His love for Joy Irving was not killed by the story he had heard.

But it had received a terrible shock, and the thought of making her

his wife with the probability that the Baroness would spread the

scandal broadcast, and that his marriage would break his mother's

heart, tortured him. Added to this were his theories on heredity,

and the fear that there might, nay, must be, some dangerous tendency

hidden in the daughter of a mother who had so erred, and who in dying

showed no comprehension of the enormity of her sin. Had Mrs Irving

bewailed her fall, and represented herself as the victim of a wily

villain, the rector would not have felt so great a fear of the

daughter's inheritance. A frail, repentant woman he could pity and

forgive, but it seemed to him that Mrs Irving was utterly lacking in

moral nature. She was spiritually blind. The thought tortured him.

To leave Joy at this time without calling to see her seemed base and

cowardly; yet he dared not trust himself in her presence. So he sent

her the strangely worded letter, and went away hoping to be shown the

path of duty before he returned.

At the end of three months he came home stronger in body and mind.

He had resolved to compromise with fate; to continue his calls upon

Joy Irving; to be her friend and rector only, until by the passage of

time, and the changes which occur so rapidly in every society, the

scandal in regard to her birth had been forgotten. And until by

patience and tenderness, he won his mother's consent to the union.

He felt that all this must come about as he desired, if he did not

aggravate his mother's feeling or defy public opinion by too

precipitate methods.

He could not wholly give up all thoughts of Joy Irving. She had

grown to be a part of his hopes and dreams of the future, as she was

a part of the reality of his present.

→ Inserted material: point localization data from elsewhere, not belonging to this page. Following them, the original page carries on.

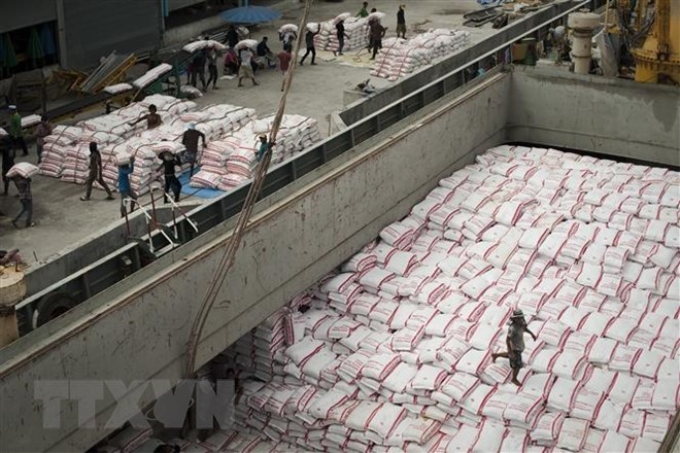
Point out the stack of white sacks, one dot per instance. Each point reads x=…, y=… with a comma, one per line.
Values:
x=394, y=353
x=230, y=161
x=66, y=153
x=400, y=57
x=356, y=29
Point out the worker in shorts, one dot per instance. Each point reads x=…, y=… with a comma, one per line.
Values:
x=190, y=141
x=44, y=129
x=515, y=343
x=153, y=118
x=401, y=22
x=212, y=69
x=341, y=35
x=126, y=193
x=377, y=34
x=7, y=149
x=309, y=41
x=23, y=185
x=285, y=58
x=245, y=71
x=170, y=161
x=95, y=174
x=363, y=12
x=264, y=147
x=16, y=130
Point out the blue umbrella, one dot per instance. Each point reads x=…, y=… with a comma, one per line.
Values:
x=250, y=14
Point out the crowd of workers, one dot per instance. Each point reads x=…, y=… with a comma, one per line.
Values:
x=243, y=62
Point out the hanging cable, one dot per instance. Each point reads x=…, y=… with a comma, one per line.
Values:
x=234, y=244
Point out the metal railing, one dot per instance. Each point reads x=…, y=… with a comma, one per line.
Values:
x=133, y=257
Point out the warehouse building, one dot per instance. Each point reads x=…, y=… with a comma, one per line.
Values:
x=76, y=33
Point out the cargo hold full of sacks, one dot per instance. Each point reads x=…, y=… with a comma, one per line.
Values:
x=66, y=152
x=392, y=351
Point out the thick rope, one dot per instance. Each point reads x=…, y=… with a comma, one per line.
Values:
x=234, y=244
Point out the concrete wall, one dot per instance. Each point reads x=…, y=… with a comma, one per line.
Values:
x=609, y=116
x=91, y=249
x=309, y=230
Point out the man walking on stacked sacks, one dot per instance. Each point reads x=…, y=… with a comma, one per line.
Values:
x=515, y=343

But she was very young; he

could afford to wait, and while he waited to study the girl's

character, and if he saw any budding shoot which bespoke the maternal

tree, to prune and train it to his own liking. For the sake of his

unborn children he felt it his duty to carefully study any woman he

thought to make his wife.

But when he reached home, the surprising intelligence awaited him

that Miss Irving had left the metropolis. A brief note to the church

authorities, resigning her position, and saying that she was about to

leave the city, was all that anyone knew of her.